-- Time for New Management for our Condominium
Winter from our front porch |
Don't kid yourself on how important it is to have the right condo management company. When you get over 100 inches of snow and the plowing costs reach 30, 40, or $50,000 a season, it's important to have somebody looking out for our best interests. A recent let-down by the current company on repair and repainting contracts has led to the need for change.
-- If It's Tuesday, This Must Be Belgium? (No, it must be Olive and Lucy)
Lucy as the illustrator |
Olive as the Grandaughter |
-- Planning for the trip to Washington DC
Next week, Patti and I will drive to Washington DC to participate in my bi-annual reunion with the men with which I served in the Air Force. We all took basic training at Lackland Air Force Base in San Antonio and then we trained as radio intercept operators at Goodfellow Air Force Base in San Angelo, Texas. After seven months of training, most of us were assigned to USAF Security Services headquarters at Kelly Air Force Base in San Antonio. After serving two years state-side we all got overseas assignments, which included Vietnam, Japan, and Turkey.
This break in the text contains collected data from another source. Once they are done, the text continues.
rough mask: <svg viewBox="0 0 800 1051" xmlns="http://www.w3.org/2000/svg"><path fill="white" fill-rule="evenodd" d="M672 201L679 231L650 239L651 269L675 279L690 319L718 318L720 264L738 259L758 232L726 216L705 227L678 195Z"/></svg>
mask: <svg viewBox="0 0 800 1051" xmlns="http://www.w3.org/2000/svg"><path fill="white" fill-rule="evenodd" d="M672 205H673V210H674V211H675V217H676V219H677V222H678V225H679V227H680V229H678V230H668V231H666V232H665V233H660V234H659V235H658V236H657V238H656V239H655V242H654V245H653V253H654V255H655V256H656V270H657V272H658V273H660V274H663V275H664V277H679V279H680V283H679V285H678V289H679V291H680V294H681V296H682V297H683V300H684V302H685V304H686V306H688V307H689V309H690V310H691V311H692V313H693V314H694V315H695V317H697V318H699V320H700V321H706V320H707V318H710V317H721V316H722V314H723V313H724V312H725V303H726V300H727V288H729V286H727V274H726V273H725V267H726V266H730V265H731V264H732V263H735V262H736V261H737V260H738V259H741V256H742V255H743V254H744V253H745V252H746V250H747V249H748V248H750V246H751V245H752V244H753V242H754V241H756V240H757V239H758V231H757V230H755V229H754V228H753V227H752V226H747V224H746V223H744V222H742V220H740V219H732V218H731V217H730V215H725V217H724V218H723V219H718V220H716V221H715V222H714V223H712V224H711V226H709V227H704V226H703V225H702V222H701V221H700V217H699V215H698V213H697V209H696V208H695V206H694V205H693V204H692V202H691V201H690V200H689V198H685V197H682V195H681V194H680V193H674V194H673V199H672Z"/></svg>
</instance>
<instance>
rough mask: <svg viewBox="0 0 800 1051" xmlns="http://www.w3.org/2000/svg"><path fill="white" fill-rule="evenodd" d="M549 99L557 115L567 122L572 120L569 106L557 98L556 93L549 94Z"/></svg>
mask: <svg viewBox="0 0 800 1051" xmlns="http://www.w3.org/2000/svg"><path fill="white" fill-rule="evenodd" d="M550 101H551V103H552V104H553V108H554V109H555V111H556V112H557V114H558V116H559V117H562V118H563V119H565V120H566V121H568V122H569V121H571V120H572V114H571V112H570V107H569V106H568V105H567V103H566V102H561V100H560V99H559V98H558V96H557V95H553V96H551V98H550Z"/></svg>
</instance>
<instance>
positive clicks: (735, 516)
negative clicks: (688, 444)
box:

Of our group, only one stayed in the Air Force and made a career of it. The rest of us escaped after our four-year hitch was up. But, since then we have held a reunion every two years to keep in touch and reminisce about life in the Air Force. One of our guys, Dick Mason, has arranged for a private tour of Arlington Cemetary and the Cryptologic Museum in Annapolis Junction. These are two places I have never been to, although I have been to DC many times. I'm looking forward to this trip. I have confirmed our room at the Crowne Plaza so we are all set.
-- 16 Loose-leaf binders filled with history
Since mid-summer, I have been sorting and cataloging the news commentaries that my Dad wrote for the Evening Gazette from the mid-1960's through the 1970's. His wife Sue painstakingly assembled the clippings into binders over the years and I have been reviewing them to see if I can make a useful compilation worthy of printing.
It's not an easy task. But, reading the columns as I go along has been very interesting and entertaining. I hope I make some progress this fall.
Reading Update: Having been a news reporter in my own time and growing up in a family where broadcast news was a daily event, I have always been fascinated to read about the legends of television, radio, and print newsgathering. I just finished a biography by Bob Edwards called, "Edward R. Murrow and the Birth of Broadcast Journalism." The book tells about a time when "broadcasting live," actually meant something. Today, when a suspect is due in court later in the day for an arraignment, the "news" person sets up a camera at 5AM, outside the courthouse so they can claim "reporting on the scene." What rubbish.
When Murrow was reporting "on the scene," he was on the rooftops of London while Nazi bombers terrorized the city with nightly raids. That was "on the scene."